Hindustan Syringes & Medical Devices
- Industry: Healthcare
- Founded: 1957; 69 years ago
- Headquarters: New Delhi, India
- Website: hmdhealthcare.com

= Hindustan Syringes & Medical Devices =

Indian medical equipment manufacturer

Hindustan Syringes & Medical Devices is an Indian manufacturer of medical syringes. The company produces a type of syringe designed to enable efficient use of doses from the Pfizer–BioNTech COVID-19 vaccine.

The New Delhi factories have been producing 2.5 billion syringes a year, increasing their capacity because of the coronavirus pandemic. Two thirds of the capacity is for the market in India but there is global demand, increased by stockpiling, from the US and Europe where investment focused on the vaccine development rather than syringe manufacture. The United Nations is also being supplied for the COVAX programme. Before the pandemic, global production was about 16 billion syringes per annum but only 5 to 10 percent were used for vaccination and immunisation. Now 8 to 10 billion vaccination syringes are required.
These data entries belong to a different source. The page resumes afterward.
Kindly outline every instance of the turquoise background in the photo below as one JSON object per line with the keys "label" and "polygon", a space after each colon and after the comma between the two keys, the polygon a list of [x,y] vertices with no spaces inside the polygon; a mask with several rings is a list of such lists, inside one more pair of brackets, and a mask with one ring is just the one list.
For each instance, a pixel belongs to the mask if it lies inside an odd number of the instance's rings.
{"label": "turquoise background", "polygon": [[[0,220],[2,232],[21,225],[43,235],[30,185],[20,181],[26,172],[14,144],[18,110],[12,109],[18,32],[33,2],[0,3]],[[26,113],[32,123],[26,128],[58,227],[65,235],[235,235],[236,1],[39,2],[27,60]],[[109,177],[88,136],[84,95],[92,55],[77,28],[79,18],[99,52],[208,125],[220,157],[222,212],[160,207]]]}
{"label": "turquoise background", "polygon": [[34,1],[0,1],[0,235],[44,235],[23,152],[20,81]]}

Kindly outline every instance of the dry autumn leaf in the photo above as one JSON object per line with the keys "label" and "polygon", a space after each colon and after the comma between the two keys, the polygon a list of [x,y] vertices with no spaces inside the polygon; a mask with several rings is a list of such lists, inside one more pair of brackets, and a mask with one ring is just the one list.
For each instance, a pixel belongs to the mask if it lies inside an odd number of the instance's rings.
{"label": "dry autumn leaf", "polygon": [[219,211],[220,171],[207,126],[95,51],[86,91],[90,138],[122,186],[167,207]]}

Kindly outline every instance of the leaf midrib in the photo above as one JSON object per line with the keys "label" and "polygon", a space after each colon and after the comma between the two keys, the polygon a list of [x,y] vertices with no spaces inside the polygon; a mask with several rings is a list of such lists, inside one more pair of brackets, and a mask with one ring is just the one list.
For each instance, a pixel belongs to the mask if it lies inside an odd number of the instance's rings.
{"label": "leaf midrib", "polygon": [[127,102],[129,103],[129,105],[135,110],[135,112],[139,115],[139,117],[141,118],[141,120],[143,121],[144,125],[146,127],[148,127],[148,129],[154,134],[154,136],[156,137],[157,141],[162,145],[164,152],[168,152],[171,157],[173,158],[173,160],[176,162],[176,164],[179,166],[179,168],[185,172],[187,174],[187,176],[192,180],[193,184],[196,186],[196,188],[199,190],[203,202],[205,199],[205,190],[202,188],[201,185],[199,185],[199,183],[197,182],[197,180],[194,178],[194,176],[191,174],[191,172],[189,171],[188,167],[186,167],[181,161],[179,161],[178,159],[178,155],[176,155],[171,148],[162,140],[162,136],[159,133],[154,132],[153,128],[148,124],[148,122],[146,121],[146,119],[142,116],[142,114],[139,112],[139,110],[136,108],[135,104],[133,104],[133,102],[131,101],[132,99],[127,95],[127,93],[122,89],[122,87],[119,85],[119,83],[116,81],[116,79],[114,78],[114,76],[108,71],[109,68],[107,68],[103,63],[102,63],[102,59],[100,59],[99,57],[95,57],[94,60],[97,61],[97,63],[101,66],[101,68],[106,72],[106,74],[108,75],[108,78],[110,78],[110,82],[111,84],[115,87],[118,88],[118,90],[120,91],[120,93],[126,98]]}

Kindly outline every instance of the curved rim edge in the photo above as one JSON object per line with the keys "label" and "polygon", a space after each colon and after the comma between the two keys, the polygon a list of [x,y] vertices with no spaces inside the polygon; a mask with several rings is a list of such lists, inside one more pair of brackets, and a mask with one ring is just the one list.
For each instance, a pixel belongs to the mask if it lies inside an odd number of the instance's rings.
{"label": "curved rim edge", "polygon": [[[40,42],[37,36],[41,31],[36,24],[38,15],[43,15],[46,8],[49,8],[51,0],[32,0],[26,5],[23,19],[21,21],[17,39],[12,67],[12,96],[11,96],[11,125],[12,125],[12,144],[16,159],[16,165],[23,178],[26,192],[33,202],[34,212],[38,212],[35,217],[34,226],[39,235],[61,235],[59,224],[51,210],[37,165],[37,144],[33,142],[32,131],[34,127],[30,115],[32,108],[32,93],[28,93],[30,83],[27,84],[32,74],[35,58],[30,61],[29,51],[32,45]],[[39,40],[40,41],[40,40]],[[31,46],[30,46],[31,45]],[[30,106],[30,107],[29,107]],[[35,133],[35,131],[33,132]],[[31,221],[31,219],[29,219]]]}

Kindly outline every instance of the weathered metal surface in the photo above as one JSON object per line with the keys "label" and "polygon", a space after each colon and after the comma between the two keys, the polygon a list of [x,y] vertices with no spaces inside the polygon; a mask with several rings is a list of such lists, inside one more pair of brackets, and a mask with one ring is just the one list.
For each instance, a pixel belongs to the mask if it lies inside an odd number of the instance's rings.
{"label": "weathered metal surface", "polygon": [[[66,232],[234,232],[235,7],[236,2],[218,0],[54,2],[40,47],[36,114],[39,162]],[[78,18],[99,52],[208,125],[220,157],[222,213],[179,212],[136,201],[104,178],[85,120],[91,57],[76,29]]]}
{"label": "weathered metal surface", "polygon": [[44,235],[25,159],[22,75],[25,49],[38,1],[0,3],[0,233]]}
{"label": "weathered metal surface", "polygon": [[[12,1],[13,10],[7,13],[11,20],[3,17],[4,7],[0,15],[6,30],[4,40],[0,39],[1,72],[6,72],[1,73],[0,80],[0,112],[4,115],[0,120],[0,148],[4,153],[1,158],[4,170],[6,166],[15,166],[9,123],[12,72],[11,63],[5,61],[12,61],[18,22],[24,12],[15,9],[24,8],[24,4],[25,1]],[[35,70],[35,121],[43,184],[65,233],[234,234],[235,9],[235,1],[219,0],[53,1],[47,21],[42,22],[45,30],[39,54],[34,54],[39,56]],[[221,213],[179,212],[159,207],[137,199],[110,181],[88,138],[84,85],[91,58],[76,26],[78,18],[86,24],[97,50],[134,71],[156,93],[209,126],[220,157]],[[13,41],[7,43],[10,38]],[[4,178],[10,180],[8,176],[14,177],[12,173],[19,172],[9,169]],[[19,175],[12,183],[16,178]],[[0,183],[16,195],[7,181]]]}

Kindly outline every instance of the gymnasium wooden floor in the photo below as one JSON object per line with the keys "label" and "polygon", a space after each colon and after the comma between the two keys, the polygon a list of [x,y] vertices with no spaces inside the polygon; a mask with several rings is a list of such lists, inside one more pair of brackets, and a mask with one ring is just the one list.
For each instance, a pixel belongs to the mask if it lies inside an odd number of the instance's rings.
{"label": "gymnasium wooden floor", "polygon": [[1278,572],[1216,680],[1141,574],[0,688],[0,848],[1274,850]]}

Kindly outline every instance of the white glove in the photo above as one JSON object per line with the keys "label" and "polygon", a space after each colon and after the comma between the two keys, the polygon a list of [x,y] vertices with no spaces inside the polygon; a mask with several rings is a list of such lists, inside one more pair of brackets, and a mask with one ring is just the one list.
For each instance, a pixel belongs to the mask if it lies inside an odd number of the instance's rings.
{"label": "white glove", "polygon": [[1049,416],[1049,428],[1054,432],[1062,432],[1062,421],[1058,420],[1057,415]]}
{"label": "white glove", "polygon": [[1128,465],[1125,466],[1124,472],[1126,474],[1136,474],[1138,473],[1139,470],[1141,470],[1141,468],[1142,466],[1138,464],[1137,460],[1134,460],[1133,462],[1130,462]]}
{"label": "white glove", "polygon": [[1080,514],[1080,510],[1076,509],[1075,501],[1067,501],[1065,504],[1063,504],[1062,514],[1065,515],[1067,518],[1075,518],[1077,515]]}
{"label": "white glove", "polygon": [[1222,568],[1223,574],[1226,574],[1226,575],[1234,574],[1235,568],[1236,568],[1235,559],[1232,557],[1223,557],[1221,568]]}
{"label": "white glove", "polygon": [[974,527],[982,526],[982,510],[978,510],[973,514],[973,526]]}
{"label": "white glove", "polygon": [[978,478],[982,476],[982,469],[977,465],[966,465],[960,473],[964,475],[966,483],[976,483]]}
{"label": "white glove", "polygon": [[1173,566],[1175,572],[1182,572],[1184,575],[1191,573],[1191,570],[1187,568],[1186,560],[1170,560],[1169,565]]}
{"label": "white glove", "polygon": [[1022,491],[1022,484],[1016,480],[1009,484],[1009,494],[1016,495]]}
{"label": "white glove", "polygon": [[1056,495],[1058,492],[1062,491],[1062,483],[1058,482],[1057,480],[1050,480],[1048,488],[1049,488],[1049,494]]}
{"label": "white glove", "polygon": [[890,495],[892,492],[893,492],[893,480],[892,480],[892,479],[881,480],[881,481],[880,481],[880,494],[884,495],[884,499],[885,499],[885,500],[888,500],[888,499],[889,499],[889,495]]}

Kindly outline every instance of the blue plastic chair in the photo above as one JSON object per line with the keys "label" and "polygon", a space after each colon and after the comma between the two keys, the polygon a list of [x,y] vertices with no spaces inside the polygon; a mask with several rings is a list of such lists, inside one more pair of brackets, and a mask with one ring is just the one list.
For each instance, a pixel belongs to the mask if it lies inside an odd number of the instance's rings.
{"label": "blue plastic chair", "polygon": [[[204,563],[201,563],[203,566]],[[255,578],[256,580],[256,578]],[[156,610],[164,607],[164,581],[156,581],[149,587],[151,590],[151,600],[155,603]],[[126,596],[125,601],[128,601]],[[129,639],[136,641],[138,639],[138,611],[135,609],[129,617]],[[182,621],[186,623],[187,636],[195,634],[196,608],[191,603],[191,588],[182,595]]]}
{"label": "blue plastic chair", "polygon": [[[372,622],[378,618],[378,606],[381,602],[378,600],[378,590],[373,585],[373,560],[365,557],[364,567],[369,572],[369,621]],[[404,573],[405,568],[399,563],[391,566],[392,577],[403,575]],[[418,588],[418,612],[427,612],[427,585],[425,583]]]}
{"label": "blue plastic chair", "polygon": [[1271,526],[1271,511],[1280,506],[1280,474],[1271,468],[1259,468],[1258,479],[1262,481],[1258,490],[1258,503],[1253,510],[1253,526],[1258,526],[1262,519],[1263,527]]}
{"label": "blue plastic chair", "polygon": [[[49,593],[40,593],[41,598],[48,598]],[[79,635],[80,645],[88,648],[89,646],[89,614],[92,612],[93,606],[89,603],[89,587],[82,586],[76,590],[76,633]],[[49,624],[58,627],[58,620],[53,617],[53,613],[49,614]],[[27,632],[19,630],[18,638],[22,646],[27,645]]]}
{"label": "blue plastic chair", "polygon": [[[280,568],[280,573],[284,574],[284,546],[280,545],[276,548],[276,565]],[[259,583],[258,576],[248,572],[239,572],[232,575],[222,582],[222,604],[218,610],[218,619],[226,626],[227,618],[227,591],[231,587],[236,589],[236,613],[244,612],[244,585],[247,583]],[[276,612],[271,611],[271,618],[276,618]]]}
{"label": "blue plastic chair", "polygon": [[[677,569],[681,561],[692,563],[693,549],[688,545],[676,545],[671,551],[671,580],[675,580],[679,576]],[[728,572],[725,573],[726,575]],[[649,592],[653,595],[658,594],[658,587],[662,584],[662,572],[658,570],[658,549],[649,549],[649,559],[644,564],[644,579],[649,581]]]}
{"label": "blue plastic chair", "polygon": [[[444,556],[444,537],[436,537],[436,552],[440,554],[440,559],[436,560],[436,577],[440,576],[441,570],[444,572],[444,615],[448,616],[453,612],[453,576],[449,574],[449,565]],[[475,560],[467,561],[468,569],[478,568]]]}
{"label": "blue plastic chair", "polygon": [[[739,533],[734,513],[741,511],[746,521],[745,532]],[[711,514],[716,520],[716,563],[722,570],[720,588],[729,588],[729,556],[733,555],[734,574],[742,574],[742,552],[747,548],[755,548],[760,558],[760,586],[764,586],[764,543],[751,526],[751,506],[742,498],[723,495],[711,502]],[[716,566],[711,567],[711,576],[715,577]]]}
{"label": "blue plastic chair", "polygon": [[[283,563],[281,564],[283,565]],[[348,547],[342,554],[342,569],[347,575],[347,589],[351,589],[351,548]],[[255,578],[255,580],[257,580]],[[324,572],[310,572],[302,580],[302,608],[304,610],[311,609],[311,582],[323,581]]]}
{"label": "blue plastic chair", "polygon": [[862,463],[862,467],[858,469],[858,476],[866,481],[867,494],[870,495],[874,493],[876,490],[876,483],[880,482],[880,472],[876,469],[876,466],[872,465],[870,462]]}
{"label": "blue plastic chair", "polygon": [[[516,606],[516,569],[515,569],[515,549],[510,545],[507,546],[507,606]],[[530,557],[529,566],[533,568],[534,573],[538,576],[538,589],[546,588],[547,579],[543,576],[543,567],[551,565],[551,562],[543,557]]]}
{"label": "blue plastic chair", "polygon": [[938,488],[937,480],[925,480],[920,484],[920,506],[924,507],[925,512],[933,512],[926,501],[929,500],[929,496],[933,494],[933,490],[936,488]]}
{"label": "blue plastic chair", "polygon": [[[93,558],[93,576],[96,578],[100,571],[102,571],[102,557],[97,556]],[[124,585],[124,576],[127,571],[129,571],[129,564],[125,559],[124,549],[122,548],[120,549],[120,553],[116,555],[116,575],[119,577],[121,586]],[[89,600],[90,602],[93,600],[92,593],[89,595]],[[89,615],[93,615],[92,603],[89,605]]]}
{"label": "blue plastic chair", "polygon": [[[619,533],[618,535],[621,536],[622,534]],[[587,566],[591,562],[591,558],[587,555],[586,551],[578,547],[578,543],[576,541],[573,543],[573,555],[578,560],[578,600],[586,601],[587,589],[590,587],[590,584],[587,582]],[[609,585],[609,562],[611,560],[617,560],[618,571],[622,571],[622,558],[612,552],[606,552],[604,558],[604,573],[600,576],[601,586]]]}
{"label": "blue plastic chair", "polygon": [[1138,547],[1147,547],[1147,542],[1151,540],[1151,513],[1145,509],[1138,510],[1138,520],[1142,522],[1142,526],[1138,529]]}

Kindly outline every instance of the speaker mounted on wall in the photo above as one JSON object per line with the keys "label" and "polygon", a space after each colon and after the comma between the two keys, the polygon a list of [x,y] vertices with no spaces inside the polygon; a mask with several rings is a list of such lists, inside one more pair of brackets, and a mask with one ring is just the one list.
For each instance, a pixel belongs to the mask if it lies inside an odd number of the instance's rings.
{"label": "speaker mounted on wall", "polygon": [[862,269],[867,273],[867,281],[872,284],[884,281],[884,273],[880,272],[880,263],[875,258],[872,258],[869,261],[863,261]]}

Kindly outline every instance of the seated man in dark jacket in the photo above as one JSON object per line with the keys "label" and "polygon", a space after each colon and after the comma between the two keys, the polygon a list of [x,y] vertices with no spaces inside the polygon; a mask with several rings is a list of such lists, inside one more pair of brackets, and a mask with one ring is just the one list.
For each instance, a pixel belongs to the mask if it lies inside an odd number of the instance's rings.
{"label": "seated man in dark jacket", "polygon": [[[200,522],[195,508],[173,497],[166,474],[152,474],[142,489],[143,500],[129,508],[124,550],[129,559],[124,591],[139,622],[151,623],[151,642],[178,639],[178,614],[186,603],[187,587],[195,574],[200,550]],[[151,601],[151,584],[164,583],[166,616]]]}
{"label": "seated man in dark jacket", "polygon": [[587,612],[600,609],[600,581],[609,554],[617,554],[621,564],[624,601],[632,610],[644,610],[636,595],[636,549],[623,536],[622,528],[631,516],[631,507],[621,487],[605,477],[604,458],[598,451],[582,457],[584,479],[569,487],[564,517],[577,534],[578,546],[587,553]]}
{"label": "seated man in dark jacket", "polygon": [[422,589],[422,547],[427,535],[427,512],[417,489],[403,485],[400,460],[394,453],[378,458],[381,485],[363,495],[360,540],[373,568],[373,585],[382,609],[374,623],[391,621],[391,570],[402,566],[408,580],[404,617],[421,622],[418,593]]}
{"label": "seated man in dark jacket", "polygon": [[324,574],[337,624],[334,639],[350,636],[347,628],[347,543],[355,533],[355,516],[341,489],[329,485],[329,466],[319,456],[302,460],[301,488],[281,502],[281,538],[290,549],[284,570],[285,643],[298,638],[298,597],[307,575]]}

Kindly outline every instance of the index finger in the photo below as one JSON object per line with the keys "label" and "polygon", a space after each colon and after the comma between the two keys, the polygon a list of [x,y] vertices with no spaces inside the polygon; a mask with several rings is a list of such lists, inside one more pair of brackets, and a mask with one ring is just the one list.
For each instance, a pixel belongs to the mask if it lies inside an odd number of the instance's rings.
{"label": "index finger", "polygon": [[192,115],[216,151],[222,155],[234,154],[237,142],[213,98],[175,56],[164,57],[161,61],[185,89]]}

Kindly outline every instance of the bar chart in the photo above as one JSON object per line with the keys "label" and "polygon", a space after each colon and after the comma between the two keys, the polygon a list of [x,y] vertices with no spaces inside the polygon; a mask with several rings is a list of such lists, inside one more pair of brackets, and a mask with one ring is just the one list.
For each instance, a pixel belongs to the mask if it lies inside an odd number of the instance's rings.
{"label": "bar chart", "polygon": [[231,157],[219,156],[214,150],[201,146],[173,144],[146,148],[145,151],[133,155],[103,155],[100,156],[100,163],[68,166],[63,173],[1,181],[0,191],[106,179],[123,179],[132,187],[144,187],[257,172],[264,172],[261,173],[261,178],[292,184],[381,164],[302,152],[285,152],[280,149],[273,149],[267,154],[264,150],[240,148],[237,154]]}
To make best use of the Pfizer–BioNTech vaccine a dose no larger than 0.3 millilitres is required which allows six or even seven doses to be extracted from each vial. The device must also be a low dead space syringe so scarcely anything is left in the syringe after injection and the syringe itself must break after use so that there is no possibility of repeated use spreading infection. For this reason Japan ordered 15 million syringes at the beginning of 2021 and deliveries started within a month.

Hindustan Syringes & Medical Devices was established in 1957 and is a family run business. In 1995 new machines were required for an increase in production and so private capital was needed. The latest ramping up could be achieved very quickly because no further investment was required.